Politics09:34 · Jun 15

Israel Faces Déjà Vu as Trump-Era Iran Deal Revives Old Fears

Kan NewsPublic
Translated & summarized from Kan News by baba
The story · English

A Hebrew commentary says the current Iran nuclear talks are unsettlingly similar to the 2014 debate that found Prime Minister Benjamin Netanyahu in a cabinet meeting, only this time Israel’s embarrassment is greater because Donald Trump is back in the White House. The article recalls that in July 2014, Netanyahu’s cabinet rejected the idea of accepting the emerging deal and insisted Israel was not a party to it, while Jerusalem also turned down American incentives meant to keep Netanyahu from opposing it, including a planned speech against the agreement in Congress.

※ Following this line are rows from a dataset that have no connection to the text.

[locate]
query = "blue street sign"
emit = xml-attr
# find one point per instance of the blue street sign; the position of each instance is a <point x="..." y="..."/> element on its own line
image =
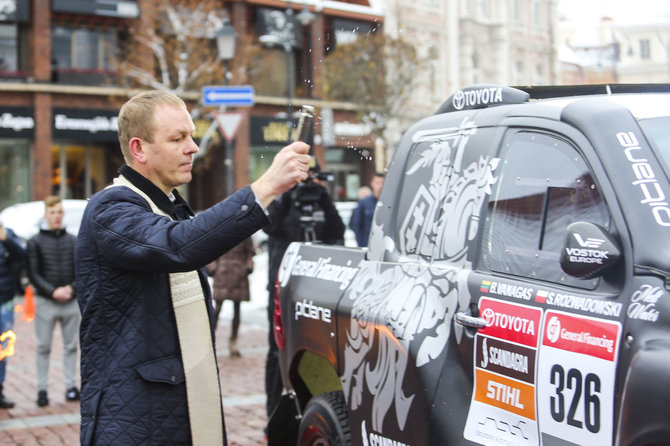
<point x="240" y="95"/>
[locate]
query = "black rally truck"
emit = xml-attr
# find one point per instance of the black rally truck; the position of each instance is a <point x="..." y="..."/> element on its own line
<point x="515" y="290"/>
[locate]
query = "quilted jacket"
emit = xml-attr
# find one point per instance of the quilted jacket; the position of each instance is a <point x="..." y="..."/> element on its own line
<point x="11" y="254"/>
<point x="51" y="260"/>
<point x="133" y="390"/>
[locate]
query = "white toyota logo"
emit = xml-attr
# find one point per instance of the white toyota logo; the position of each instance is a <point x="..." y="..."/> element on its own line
<point x="459" y="100"/>
<point x="489" y="315"/>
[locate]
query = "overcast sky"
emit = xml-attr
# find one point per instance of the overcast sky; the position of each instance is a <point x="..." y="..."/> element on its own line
<point x="622" y="11"/>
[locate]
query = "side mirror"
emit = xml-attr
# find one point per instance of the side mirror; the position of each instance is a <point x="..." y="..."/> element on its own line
<point x="588" y="250"/>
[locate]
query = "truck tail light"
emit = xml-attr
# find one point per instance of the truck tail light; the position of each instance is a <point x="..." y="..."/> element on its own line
<point x="278" y="322"/>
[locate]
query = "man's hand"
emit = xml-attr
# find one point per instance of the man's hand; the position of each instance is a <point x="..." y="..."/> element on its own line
<point x="289" y="167"/>
<point x="62" y="293"/>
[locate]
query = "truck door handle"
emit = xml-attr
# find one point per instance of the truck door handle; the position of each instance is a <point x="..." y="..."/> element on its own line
<point x="469" y="321"/>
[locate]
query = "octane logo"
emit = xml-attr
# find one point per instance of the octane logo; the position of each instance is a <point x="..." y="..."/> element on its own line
<point x="553" y="329"/>
<point x="489" y="316"/>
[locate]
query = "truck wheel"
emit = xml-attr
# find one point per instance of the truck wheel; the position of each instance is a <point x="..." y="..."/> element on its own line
<point x="325" y="422"/>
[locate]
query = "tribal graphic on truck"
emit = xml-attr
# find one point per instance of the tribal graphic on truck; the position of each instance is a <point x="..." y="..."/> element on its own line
<point x="409" y="299"/>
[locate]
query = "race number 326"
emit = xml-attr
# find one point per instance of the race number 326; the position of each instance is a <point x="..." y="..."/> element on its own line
<point x="572" y="392"/>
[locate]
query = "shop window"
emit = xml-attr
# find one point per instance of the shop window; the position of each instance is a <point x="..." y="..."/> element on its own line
<point x="78" y="171"/>
<point x="543" y="186"/>
<point x="14" y="172"/>
<point x="84" y="55"/>
<point x="645" y="52"/>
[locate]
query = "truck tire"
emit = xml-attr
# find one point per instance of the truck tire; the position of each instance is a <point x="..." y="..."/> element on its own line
<point x="325" y="422"/>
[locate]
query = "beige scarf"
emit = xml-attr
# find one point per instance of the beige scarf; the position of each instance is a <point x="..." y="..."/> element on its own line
<point x="197" y="353"/>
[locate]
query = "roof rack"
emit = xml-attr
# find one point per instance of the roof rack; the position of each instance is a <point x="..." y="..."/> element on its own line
<point x="554" y="91"/>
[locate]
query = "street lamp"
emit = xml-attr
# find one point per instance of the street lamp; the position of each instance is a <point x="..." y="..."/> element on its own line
<point x="225" y="44"/>
<point x="284" y="34"/>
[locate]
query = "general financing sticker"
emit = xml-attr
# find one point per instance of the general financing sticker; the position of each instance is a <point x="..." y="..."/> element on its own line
<point x="575" y="377"/>
<point x="503" y="409"/>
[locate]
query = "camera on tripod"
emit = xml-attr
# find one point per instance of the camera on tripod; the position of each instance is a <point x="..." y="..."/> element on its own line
<point x="306" y="197"/>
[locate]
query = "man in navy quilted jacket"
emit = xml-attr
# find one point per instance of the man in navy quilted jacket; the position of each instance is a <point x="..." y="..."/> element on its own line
<point x="12" y="255"/>
<point x="148" y="366"/>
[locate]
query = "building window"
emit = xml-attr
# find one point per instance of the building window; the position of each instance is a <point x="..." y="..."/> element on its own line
<point x="12" y="51"/>
<point x="15" y="177"/>
<point x="518" y="73"/>
<point x="484" y="8"/>
<point x="475" y="68"/>
<point x="537" y="14"/>
<point x="645" y="51"/>
<point x="539" y="74"/>
<point x="517" y="12"/>
<point x="78" y="170"/>
<point x="83" y="55"/>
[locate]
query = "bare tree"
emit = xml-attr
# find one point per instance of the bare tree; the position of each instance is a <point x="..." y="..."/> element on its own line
<point x="377" y="72"/>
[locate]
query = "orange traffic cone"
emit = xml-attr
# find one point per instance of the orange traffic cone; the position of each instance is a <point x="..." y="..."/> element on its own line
<point x="29" y="303"/>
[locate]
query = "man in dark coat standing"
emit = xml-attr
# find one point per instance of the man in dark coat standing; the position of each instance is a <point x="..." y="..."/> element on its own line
<point x="12" y="256"/>
<point x="361" y="218"/>
<point x="148" y="363"/>
<point x="51" y="271"/>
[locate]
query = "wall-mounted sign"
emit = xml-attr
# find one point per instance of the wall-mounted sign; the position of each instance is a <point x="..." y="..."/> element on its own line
<point x="272" y="131"/>
<point x="85" y="124"/>
<point x="111" y="8"/>
<point x="17" y="122"/>
<point x="14" y="10"/>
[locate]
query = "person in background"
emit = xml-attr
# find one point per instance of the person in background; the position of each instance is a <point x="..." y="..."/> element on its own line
<point x="285" y="213"/>
<point x="12" y="255"/>
<point x="231" y="282"/>
<point x="363" y="192"/>
<point x="361" y="218"/>
<point x="51" y="271"/>
<point x="148" y="356"/>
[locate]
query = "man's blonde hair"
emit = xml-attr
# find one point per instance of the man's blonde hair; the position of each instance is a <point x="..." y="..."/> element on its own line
<point x="51" y="200"/>
<point x="136" y="117"/>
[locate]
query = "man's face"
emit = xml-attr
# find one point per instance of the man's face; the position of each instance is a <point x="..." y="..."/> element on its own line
<point x="54" y="216"/>
<point x="376" y="185"/>
<point x="169" y="158"/>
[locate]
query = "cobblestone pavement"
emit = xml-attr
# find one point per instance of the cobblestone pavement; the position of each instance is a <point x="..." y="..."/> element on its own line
<point x="242" y="383"/>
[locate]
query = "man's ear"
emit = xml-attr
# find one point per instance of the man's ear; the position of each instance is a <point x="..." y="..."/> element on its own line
<point x="137" y="150"/>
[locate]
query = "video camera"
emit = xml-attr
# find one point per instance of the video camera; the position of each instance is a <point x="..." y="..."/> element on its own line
<point x="307" y="195"/>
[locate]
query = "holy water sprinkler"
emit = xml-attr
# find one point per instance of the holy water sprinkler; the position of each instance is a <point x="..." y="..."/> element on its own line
<point x="304" y="122"/>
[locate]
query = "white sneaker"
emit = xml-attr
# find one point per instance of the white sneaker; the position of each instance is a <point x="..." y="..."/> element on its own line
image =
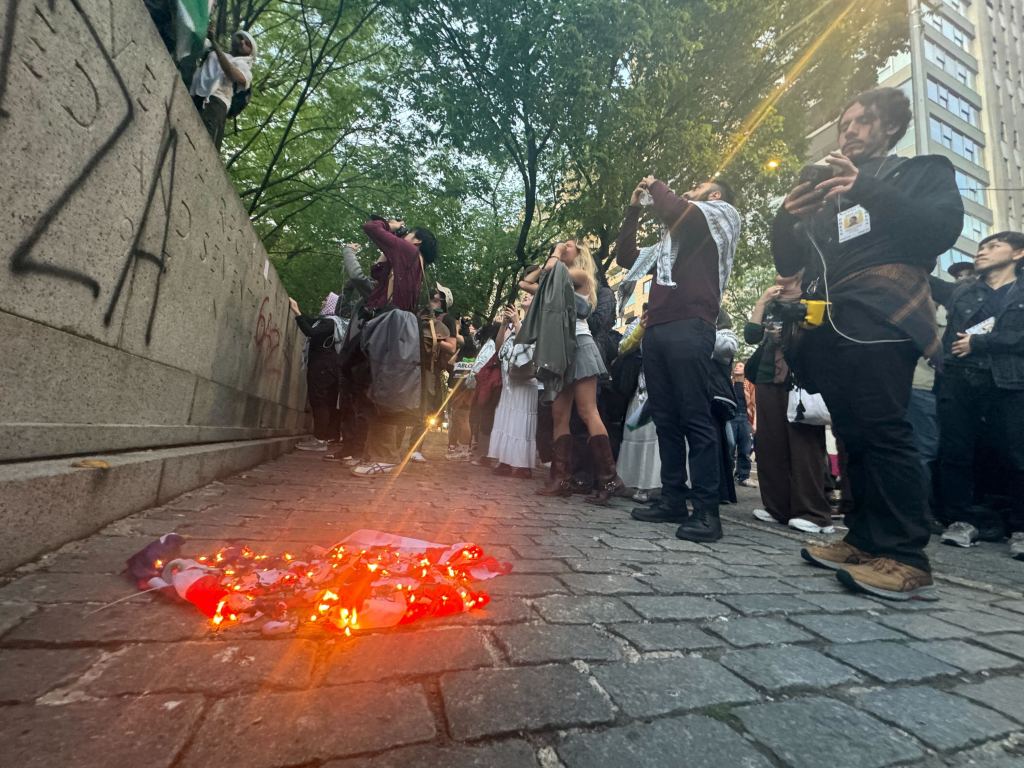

Netanyahu’s 2014 warning, that world powers were making a “historical mistake” by striking a deal with what he called the main financer and operator of global terrorism, is presented as nearly identical to his stance now, except that Trump makes the political situation different. The piece says Trump can both sharply rebuke Netanyahu and pressure President Isaac Herzog over a potential pardon for the prime minister, which explains why the current details are so unlike the earlier dispute.

The article says Israel’s hard line against the 2015 deal helped convince Trump to withdraw from it three years later. Now, in 2026, Iran and the United States are said to be closing in on a peace agreement, with the cabinet meeting moved to a bunker over fears of an Iranian ballistic missile strike. The terms are still unclear, but the report says early signals are troubling for Israel: the uranium will not be removed from Iran but diluted there under American supervision, Iran will still be allowed to enrich uranium on its own soil at a low level, likely 3.67 percent, and Trump said the cap would be “forever.”

That last point may be the only positive for Netanyahu to cling to, even though the 2015 accord froze enrichment for 15 years. The article says the new deal, like the old one, is expected to channel “hundreds of billions of dollars” into Iran’s “terror and war machine,” but now comes after the Israeli army has struck Iran three times this year. It also says the embarrassment extends to Lebanon, where Israel faces questions about whether Trump will press it to withdraw from the security zone and stop attacks there, after he reportedly said so on Truth Social. The commentary concludes that Israel’s strategy of avoiding a deal, threatening force, then using force, has collapsed, along with the gap between Trump’s and Netanyahu’s promises and reality.